A criminal complaint spells out the accusations against 33-year-old Baimadajie Angwang, with that complaint saying that Angwang served as an illegal agent who was at the "direction and control" of Chinese government officials at the local consulate in New York. Those officials allegedly directed Angwang to keep an eye on Tibetan immigrants within the city who supported the Tibetan independence movement, and to also evaluate their possible intelligence sources, according to The Hill

In addition to those accusations, the complaint also says that the officer used his position to connect officials at the Chinese consulate with leaders of the NYPD. 

"None of these activities falls within the scope of Angwang's official duties and responsibilities with either the NYPD or the USAR," the complaint said, with the latter portion referring to the Army Reserve (for whom Angwang also served).

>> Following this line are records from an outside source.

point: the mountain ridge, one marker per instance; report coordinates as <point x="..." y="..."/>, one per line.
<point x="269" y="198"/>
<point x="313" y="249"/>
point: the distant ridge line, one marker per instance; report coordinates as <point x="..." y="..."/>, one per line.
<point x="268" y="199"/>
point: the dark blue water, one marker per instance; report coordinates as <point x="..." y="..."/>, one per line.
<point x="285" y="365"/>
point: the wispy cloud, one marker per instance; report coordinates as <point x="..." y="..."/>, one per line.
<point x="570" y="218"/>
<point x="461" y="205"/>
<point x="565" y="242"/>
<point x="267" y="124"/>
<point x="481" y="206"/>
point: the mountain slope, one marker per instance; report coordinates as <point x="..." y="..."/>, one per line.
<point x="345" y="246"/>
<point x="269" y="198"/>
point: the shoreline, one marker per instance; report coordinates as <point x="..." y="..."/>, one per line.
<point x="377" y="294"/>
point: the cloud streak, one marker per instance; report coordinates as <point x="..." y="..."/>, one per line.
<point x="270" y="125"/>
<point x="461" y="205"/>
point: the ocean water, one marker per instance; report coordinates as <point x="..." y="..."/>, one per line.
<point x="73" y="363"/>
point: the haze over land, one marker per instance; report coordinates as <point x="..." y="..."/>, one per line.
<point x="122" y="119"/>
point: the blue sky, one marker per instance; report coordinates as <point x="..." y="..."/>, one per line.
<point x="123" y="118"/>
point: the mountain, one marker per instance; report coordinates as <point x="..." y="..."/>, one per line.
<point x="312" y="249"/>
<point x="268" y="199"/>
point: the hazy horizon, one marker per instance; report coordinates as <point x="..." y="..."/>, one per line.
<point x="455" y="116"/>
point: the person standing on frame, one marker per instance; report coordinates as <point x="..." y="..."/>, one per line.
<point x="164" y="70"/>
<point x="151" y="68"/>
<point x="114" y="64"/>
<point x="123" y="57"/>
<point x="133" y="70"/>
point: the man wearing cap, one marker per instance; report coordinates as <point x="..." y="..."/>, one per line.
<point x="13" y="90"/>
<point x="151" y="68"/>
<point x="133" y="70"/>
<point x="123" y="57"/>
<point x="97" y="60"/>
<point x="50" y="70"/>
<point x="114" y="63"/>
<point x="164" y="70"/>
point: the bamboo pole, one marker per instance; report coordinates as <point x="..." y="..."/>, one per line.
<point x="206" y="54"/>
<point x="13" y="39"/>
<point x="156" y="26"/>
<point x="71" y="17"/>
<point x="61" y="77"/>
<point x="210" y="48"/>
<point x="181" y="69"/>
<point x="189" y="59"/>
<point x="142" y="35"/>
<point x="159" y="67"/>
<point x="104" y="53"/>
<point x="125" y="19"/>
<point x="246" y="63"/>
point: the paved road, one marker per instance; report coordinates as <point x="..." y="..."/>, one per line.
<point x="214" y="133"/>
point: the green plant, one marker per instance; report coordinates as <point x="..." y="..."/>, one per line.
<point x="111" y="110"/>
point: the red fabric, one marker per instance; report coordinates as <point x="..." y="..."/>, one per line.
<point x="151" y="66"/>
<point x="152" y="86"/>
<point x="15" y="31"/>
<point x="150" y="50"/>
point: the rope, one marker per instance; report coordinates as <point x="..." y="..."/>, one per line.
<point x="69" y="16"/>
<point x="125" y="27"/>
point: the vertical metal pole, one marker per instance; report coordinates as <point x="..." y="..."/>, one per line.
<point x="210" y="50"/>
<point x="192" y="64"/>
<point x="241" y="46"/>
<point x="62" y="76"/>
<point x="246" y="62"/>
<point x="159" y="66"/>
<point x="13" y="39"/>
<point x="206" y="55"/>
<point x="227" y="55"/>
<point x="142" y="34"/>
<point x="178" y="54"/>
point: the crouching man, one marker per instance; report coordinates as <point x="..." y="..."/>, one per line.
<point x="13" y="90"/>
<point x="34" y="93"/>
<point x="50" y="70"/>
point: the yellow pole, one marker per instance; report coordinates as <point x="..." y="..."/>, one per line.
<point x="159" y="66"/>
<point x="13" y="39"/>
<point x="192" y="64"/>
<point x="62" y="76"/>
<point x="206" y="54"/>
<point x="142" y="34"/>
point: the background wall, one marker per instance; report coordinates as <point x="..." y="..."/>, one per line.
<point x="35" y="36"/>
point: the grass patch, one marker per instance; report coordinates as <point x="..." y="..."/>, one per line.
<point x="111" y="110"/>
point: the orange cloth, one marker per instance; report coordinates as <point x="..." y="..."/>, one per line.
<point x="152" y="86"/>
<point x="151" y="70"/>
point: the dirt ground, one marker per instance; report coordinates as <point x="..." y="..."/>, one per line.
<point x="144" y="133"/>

Angwang reportedly communicated with an official at the consulate as far back as 2014. In 2018 he is said to have connected with another unnamed official who he referred to as "boss" and "big brother." 

The complaint alleges that Angwang told this official he wanted to "raise our country’s soft power" by taking the official to NYPD events and by giving him inside info on the department. 

There is no evidence that he compromised national security or the operations of the NYPD, according to ABC News. 

Still, as part of a statement, NYPD commissioner Dermot Shea said that Angwang had "violated every oath he took in this country."

"One to the United States, another to the U.S. Army, and a third to this Police Department,” Shea continued. “From the earliest stages of this investigation, the NYPD's Intelligence and Internal Affairs bureaus worked closely with the FBI's Counterintelligence Division to make sure this individual would be brought to justice."

Angwang, an ethnic Tibetan native of China who became a naturalized U.S. citizen, first came to the states on a "cultural exchange visa." He "eventually sought asylum" after he overstayed his second visa. He has stated that he was "arrested and tortured" while in China due to his Tibetan ethnicity. 

He was due for a virtual appearance in federal court on Monday. Other charges he's facing include: wire fraud, making false statements and obstructing an official proceeding. He is being held without bail. If convicted he could serve up to 55 years in prison.